序章
面倒臭い、そう思いながら放課後のチャイムを聞いてさっさと教室を出ようとする。
俺と同じように帰宅する者、授業から解放されて友人同士で雑談をしている者、部活に向かう者、と多種多様だ。
高校に入ってから帰宅部でテガソードの里でのアルバイトに勤しんでいる身としては、買い物を頼まれてる以上、早めに帰る必要もあるだろうし。
(……今更部活なんかやる気もないしな)
我ながら集団生活に嫌な思い出が多い、と思いながら鞄を手に取る。
集団行動に拒否感を覚えつつも、テガソードの里での集団生活andカフェ経営には拒否感がないのも不思議なものだとは思う。
半ば強制的にだが、それを受け入れさせられたような物だが、あの四人相手には相応には信頼できてきた、と言う事だろうか。
……逆らっても無駄なだけだろうが。
元秘密組織のエージェント、
元国家の諜報員(スパイ)、
忍者、
魔法使いの錬金術師、
……元の世界と言う注釈は付くが経歴を並べても、ただ喧嘩が強いだけの不良が勝てるわけがないな。常識的な経歴がスパイとエージェントってなんだよ!?

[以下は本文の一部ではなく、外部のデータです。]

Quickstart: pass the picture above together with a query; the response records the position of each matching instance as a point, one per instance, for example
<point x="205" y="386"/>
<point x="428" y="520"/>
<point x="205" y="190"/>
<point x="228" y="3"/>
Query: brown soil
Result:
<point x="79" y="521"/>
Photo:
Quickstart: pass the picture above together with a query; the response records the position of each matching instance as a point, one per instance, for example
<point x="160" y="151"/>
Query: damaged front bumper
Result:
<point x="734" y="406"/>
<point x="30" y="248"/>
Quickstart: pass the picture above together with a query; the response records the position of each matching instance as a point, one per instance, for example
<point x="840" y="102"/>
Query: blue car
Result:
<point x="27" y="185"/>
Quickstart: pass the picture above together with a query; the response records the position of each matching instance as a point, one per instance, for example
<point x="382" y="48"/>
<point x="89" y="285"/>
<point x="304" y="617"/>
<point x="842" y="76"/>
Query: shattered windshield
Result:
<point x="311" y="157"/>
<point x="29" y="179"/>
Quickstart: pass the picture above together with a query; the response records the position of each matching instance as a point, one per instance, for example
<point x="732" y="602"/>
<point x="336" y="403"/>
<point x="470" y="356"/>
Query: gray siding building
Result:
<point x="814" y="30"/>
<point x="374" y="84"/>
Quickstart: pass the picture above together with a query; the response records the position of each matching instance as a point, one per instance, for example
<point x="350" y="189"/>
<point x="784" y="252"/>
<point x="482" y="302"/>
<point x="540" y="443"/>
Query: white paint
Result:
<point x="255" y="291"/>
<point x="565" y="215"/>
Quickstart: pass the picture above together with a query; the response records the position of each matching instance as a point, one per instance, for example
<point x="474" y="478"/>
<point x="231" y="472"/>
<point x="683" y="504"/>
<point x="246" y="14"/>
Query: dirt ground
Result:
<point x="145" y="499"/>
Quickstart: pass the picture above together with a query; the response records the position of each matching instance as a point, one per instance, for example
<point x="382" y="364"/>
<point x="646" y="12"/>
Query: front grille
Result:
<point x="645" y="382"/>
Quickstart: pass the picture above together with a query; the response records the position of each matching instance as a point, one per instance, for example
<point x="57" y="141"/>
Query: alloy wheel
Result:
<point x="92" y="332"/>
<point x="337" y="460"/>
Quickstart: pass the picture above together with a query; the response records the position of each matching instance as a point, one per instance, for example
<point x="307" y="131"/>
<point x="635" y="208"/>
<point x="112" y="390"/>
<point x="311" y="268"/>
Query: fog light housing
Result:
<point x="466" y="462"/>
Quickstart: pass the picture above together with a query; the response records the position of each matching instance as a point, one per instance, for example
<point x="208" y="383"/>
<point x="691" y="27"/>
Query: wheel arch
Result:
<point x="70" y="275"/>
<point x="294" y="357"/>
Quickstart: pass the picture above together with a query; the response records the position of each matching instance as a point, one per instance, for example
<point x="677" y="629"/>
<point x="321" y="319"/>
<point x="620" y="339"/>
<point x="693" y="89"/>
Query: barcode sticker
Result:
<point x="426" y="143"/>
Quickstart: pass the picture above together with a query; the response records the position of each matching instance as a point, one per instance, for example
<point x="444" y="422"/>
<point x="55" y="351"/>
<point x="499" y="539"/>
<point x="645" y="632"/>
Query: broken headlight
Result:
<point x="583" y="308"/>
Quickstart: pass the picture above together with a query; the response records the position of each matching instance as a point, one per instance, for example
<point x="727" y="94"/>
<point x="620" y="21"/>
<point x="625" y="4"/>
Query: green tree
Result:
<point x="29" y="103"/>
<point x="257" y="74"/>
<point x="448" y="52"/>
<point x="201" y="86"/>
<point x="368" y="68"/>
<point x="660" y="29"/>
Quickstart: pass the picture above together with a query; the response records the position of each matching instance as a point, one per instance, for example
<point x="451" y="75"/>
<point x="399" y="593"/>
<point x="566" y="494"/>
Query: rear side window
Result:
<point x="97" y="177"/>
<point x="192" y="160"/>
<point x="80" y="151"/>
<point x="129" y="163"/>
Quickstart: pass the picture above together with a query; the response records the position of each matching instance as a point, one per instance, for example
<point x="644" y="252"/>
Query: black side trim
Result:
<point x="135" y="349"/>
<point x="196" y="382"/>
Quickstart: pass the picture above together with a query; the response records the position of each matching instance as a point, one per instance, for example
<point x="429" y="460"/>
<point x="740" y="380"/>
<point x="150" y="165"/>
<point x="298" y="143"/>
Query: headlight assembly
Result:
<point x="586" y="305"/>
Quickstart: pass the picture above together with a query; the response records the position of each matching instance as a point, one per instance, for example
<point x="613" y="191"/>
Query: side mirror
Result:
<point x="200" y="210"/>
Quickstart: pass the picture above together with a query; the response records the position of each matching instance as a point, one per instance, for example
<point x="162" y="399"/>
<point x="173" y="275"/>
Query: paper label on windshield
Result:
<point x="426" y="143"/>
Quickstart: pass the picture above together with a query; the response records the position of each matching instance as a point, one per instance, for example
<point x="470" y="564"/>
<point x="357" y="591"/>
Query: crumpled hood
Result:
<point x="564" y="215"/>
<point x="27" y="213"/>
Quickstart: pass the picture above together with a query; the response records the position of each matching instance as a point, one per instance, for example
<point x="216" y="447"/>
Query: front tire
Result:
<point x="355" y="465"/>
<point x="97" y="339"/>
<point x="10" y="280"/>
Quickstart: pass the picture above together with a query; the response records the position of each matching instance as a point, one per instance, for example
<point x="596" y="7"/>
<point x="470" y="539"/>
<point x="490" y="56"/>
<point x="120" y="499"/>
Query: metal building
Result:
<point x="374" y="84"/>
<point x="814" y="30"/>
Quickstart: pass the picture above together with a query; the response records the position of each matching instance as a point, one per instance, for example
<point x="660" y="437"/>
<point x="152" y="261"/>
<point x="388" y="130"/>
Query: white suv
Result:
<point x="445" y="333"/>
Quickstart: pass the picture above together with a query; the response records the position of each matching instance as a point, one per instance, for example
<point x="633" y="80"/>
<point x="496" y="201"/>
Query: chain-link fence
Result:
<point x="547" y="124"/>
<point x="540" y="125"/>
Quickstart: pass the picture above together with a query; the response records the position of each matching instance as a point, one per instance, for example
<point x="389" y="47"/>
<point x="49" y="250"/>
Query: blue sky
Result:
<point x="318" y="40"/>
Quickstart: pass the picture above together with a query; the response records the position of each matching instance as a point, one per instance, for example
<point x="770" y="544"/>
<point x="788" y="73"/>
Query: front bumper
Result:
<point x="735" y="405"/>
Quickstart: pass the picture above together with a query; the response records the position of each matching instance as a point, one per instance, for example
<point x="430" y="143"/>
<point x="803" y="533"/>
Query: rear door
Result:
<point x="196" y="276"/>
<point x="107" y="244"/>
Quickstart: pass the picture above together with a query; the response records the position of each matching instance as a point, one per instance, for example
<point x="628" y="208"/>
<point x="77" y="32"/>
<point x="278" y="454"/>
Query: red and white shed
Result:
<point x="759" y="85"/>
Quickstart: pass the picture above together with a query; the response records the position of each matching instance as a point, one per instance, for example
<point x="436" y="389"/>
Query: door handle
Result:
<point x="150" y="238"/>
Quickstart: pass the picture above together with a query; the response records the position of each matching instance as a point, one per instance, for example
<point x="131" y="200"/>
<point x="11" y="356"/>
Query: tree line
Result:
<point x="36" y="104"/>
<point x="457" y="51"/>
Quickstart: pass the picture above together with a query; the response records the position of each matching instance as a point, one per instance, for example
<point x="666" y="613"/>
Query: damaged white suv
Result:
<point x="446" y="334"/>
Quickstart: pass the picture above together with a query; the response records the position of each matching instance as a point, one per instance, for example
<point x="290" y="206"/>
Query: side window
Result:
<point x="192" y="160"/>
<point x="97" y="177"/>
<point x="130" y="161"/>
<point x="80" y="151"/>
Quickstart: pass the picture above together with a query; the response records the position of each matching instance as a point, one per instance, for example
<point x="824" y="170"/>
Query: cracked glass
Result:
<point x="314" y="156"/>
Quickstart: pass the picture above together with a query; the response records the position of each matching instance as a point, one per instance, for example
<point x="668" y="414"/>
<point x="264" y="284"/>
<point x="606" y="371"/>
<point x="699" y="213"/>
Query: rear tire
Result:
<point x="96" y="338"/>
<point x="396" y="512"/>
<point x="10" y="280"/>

どれだけ強くても不良漫画の主人公では太刀打ちできないだろうな、などと思ってしまう。
……我ながらカフェの料理を担当しているので、本当に大丈夫かとも思うが、他の四人が(見た目は間違いなく)美人揃いなのでそちらを目当ての客で少しは儲かるだろうとも思うが、それはそれ。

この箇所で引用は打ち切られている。